Là encore, les grecs avaient déjà compris ! Le pathos grecs, en effet, n'était pas simplement un chaotique dérangeant le cosmique, l'irrationnel s'opposant au rationnel, ou encore simplement la passivité s'opposant à l'activité. Le pathos ne peut pas se réduire à une passion de l'âme conçue comme un état psychologique. Avec la passion, c'est la signification de la passivité de l'homme qui cherche à être élucidée.

Un bon exemple : La tragédie.

Au départ, elle est la manifestation de l'emprise de la divinité sur l'homme. L'expérience du pathos est celle qu'il existe un ordre supérieur qui dépasse l'individu.

L'épreuve du pathos : Moment de reconnaissance de la signification de drame de l'action : C'est le moment de vérité.

La passion est l'existence d'un ordre supérieur à l'homme qui est dépassé mais peut le comprendre. Hegel en reparlera d'ailleurs : "La substance se manifeste dans l'individualité comme dans son pathos".

Cette notion de pathos renvoie à l'origine et aux questions des rapports de l'individualité ave la totalité qui le dépasse. C'est aussi un peu la soumission de l'individuel à l'universel dans l'action éthique. Cette conception éthique dépasse la conception tragique qui nie l'individualité "engloutie" dans la totalité justifiant "le destin tout puissant et juste".

  • Il y a là un caractère herméneutique de "Pathos" qui entraîne une réflexion sur les conditions de possibilité de l'action individuelle et lui ouvre donc les portes d'une concrétisation. Cela se rencontre donc dans le pathétique d'un spectacle, (tragédie différente du mélodrame) : Il ne renvoie pas le spectateur à sa douleur, mais au fait que son émotion à une signification qui transcende sa subjectivité et le rattache à une réalité qu'il reconnaît comme incontournable.
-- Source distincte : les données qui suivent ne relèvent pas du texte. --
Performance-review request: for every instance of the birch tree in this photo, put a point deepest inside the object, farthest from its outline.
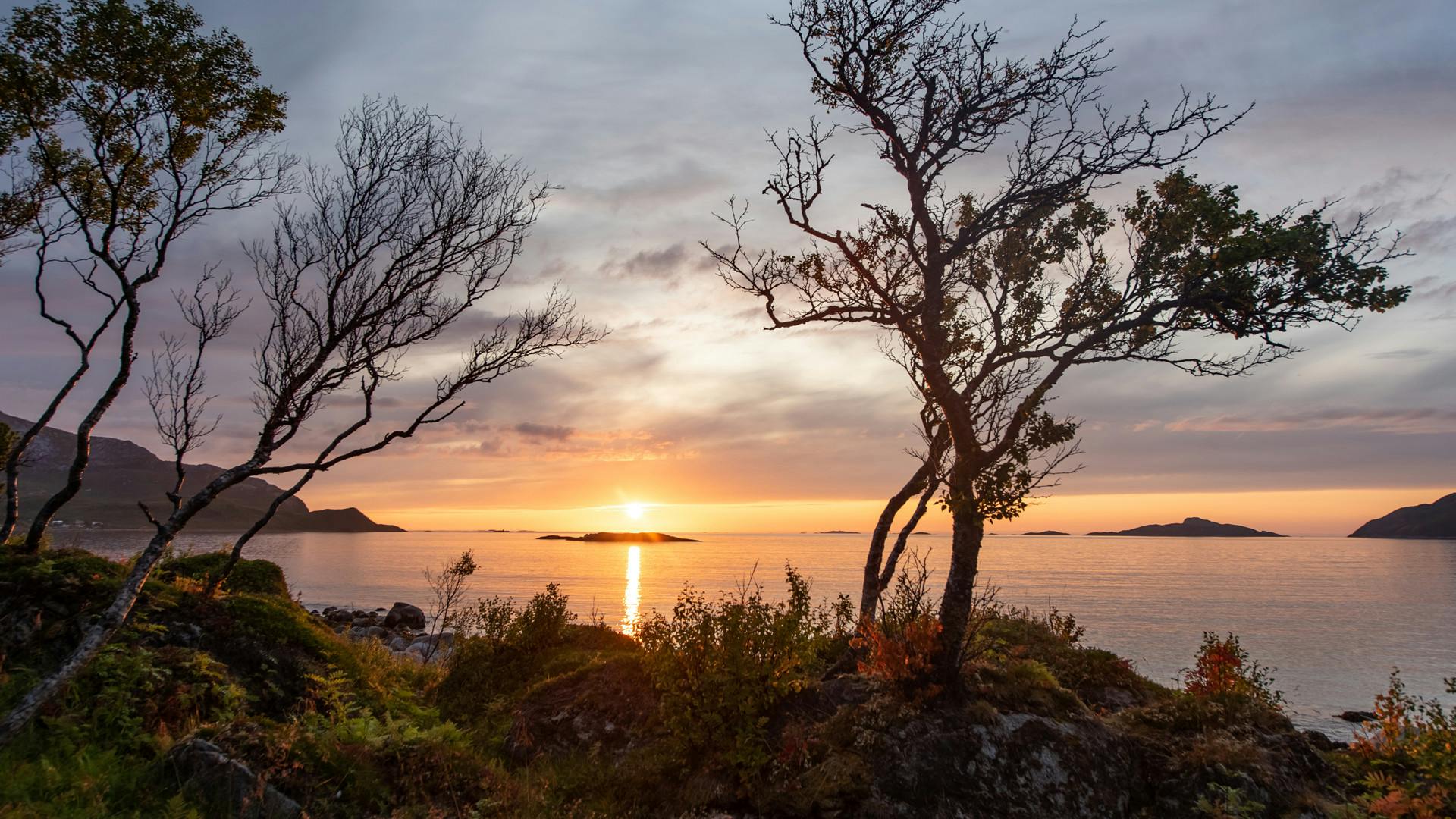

A travers la signification que revêt le pathos, la passion peut avoir un sens de vérité, en tant qu'elle renvoie à une attitude de contemplation qui arrache l'individu à à sa subjectivité.

Vérité et donc liberté !

 

CONCLUSION

La passion n'est donc plus un phénomène obscur. On peut comprendre la passion comme le reste de la vie humaine. Elle nous amène à la liberté, après nous avoir énergisé à la base, elle suscite en nous un désir indispensable de lire son sens. Elle est indispensable pour produire une décision ou une action. (Une rationalisation sans fin ne mènerait jamais à une résolution).